Sent in by the constant jotter R M Healey, this piece about a major/minor writer still admired in France. His main work was translated as Mémories d'Un Bébé Public and another work Steiner's Tour was first issued by Olympia Press in Paris (1960.) The dust wrapper was designed by Ronald Searle.


Philip O’Connor was a faded starlet of thirties Surrealism when I wrote to him sixteen years ago. Mine was not a fan letter, though I liked his Memoirs of a Public Baby (1958) and his surreal contributions to New Verse in the ‘thirties. I wanted to know a few details concerning his association with New Verse editor Geoffrey Grigson, but I got a lot more than I bargained for.

I obtained his address in the south of France via a female contact, who had visited him recently.
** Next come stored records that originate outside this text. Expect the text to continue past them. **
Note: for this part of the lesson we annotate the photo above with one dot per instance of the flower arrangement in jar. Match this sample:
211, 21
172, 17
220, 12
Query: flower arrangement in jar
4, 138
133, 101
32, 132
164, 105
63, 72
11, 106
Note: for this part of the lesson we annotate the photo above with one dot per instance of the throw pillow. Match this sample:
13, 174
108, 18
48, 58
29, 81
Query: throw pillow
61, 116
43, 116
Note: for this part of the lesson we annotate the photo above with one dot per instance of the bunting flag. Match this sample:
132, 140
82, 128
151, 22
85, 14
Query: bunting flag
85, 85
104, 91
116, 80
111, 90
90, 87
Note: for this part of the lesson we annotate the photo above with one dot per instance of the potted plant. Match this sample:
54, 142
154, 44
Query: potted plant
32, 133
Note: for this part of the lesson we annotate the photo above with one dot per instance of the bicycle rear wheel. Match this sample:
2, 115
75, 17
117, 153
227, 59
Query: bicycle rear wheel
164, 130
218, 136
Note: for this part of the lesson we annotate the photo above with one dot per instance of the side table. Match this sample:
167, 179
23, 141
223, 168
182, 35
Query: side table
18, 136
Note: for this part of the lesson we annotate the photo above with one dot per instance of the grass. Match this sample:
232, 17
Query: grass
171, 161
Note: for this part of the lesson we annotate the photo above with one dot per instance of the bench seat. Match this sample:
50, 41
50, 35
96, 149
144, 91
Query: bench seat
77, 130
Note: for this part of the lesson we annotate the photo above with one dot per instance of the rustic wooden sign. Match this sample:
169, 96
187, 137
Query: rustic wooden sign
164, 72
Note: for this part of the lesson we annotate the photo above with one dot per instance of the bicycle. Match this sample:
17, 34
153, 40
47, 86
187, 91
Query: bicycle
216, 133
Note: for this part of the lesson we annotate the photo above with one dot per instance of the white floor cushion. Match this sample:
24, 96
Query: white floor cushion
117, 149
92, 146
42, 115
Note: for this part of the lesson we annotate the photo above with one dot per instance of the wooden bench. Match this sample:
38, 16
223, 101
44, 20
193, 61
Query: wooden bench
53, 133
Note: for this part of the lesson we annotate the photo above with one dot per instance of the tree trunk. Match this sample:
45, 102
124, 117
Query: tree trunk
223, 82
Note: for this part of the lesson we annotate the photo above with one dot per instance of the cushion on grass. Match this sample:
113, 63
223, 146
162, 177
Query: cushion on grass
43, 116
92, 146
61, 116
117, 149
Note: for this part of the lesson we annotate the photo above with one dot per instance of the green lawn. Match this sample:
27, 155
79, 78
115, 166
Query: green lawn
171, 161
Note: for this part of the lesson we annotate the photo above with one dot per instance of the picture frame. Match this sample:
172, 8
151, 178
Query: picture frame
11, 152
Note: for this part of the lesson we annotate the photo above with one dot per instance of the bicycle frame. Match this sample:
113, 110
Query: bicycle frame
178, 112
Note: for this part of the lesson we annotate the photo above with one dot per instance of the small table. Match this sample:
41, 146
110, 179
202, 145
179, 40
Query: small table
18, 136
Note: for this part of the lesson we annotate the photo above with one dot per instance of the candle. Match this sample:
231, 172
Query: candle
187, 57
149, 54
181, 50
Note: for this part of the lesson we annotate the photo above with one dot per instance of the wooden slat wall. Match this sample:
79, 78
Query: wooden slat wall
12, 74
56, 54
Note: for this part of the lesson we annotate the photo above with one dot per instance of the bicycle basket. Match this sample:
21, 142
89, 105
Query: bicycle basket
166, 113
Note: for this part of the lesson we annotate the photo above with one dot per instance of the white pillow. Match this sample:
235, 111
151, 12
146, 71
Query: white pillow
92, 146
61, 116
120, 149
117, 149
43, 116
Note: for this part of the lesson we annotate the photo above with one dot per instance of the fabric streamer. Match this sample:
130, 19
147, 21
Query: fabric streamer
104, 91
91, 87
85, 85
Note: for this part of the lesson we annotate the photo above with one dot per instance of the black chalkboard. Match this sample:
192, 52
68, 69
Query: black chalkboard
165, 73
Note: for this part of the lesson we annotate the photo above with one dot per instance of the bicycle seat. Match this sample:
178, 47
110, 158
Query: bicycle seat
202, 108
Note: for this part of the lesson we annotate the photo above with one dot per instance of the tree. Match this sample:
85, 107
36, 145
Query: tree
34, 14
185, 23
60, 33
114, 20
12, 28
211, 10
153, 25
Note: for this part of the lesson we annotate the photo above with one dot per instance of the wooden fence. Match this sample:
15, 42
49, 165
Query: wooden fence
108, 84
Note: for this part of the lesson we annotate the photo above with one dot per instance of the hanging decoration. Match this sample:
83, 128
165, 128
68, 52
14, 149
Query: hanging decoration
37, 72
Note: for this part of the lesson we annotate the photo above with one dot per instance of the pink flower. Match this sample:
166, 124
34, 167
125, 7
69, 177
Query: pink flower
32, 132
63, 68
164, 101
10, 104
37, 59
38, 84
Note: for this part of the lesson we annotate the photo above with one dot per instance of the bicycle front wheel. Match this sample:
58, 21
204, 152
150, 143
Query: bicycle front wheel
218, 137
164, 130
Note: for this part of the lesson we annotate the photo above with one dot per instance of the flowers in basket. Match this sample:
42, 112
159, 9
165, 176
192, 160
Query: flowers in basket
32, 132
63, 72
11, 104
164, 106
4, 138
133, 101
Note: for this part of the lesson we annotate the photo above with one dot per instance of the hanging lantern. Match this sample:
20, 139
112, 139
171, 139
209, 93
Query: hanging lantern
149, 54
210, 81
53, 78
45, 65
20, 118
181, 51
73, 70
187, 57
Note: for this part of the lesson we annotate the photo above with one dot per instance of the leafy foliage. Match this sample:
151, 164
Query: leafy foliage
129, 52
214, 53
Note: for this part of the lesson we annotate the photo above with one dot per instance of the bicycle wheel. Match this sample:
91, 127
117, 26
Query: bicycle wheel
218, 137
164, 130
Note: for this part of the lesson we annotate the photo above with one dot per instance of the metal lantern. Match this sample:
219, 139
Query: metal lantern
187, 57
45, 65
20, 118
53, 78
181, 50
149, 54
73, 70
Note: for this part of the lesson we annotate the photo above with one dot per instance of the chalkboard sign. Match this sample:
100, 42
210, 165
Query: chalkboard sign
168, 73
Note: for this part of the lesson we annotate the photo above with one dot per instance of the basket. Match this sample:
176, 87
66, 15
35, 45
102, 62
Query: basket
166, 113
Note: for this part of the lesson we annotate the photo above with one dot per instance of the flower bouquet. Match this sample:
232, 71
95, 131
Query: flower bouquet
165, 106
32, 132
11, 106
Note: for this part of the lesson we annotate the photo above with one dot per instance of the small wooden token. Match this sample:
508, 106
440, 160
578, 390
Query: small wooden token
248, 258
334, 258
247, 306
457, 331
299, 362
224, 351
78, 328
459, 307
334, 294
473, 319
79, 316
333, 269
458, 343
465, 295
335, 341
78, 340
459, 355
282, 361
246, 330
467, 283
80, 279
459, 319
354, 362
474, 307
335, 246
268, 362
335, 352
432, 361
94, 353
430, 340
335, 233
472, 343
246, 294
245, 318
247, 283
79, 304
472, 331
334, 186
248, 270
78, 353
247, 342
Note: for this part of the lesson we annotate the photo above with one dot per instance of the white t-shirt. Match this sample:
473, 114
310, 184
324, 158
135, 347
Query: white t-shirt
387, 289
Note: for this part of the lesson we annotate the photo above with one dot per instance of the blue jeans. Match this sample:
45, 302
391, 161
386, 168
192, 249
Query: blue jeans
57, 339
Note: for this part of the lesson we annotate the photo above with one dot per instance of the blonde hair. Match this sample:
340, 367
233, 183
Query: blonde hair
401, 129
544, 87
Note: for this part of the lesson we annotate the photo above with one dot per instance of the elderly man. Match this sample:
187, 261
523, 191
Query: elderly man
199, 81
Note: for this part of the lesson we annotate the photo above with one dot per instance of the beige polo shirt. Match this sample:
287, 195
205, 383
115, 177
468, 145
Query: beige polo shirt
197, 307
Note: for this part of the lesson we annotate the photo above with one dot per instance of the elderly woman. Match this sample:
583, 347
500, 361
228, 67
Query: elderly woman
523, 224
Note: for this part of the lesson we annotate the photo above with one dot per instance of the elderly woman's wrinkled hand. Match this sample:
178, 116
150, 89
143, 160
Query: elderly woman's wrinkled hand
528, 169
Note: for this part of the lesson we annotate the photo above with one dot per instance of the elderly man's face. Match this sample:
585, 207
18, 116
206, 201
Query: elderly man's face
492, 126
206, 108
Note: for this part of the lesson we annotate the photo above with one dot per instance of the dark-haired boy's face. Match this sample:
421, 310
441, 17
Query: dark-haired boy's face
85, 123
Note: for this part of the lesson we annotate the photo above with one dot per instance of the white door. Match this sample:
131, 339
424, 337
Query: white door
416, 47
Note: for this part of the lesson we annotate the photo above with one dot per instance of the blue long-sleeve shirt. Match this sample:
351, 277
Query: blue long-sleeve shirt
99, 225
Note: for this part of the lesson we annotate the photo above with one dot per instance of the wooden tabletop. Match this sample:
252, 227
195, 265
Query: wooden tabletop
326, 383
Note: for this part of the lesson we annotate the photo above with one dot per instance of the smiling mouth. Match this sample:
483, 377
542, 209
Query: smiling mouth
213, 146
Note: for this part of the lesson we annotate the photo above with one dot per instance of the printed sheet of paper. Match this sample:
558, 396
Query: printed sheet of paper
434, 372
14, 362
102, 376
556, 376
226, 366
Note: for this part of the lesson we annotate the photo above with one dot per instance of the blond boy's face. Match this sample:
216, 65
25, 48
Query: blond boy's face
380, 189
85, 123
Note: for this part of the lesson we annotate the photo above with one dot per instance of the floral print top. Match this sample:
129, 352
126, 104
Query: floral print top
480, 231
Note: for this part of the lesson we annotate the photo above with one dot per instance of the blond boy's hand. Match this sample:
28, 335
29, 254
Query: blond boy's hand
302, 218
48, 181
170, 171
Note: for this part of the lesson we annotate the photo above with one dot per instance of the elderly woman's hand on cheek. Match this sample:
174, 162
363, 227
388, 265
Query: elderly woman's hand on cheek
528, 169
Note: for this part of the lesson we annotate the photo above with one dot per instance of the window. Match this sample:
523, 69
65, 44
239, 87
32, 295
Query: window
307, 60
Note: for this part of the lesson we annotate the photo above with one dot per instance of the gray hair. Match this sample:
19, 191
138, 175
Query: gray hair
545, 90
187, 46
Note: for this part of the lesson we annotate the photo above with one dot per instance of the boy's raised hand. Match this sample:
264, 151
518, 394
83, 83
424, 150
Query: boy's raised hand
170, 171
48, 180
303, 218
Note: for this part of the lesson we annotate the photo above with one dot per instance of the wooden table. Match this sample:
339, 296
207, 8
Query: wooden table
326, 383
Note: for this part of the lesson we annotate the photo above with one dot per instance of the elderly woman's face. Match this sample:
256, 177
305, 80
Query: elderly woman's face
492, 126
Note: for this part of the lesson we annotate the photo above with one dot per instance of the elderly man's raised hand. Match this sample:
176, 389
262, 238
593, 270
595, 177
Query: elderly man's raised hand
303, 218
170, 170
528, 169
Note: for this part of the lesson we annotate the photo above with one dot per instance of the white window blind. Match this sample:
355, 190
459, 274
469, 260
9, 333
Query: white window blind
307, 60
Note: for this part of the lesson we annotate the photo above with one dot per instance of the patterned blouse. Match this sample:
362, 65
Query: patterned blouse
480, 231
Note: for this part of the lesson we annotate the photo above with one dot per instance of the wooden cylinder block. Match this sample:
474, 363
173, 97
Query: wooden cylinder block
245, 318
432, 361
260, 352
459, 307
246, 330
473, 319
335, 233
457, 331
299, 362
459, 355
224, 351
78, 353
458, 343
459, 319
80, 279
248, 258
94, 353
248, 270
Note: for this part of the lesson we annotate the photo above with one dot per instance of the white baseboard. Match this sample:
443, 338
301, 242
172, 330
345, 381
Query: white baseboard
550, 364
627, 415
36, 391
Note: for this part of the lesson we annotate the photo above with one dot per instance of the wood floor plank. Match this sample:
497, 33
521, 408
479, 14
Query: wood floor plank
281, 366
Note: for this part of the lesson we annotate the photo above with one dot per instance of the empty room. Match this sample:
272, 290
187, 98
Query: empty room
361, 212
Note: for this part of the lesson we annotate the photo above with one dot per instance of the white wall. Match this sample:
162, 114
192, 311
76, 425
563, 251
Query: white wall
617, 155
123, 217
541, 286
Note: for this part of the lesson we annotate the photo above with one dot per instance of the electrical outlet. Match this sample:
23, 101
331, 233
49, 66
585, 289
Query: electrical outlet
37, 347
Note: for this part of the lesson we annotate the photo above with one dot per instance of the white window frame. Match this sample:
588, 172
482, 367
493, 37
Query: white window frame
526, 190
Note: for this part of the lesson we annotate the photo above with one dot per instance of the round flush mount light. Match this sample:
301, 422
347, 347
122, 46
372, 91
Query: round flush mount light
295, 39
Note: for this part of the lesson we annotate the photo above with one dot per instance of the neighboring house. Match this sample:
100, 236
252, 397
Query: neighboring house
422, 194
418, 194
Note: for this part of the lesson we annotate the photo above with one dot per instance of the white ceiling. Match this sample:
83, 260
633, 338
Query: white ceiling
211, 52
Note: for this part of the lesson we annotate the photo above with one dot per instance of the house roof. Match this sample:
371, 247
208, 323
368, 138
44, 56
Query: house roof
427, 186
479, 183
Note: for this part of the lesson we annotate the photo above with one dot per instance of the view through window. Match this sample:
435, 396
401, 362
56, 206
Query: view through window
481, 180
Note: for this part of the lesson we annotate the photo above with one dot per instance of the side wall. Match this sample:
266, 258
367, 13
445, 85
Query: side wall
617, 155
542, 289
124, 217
She reported back that he was ‘not at all well ‘.He was, in fact, dying slowly of cancer. So I wrote to him and received a three page letter ( 21 Oct 1997)that crackled and fizzed with philosophical speculations mixed with invective, mainly aimed at middle class English sensibilities, the first page of which I offer here. 

The other two pages are in a similar vein. It was all great stuff and good reading for a student of Grigson, or indeed thirties literature in general. Enclosed with the letter were several unpublished pages of his ongoing Journal which, as he observed himself, could be read alongside the letter as reflecting his current literary and philosophical preoccupations. At one point he invited me to visit him in his ‘tiny’ house in Fontareches.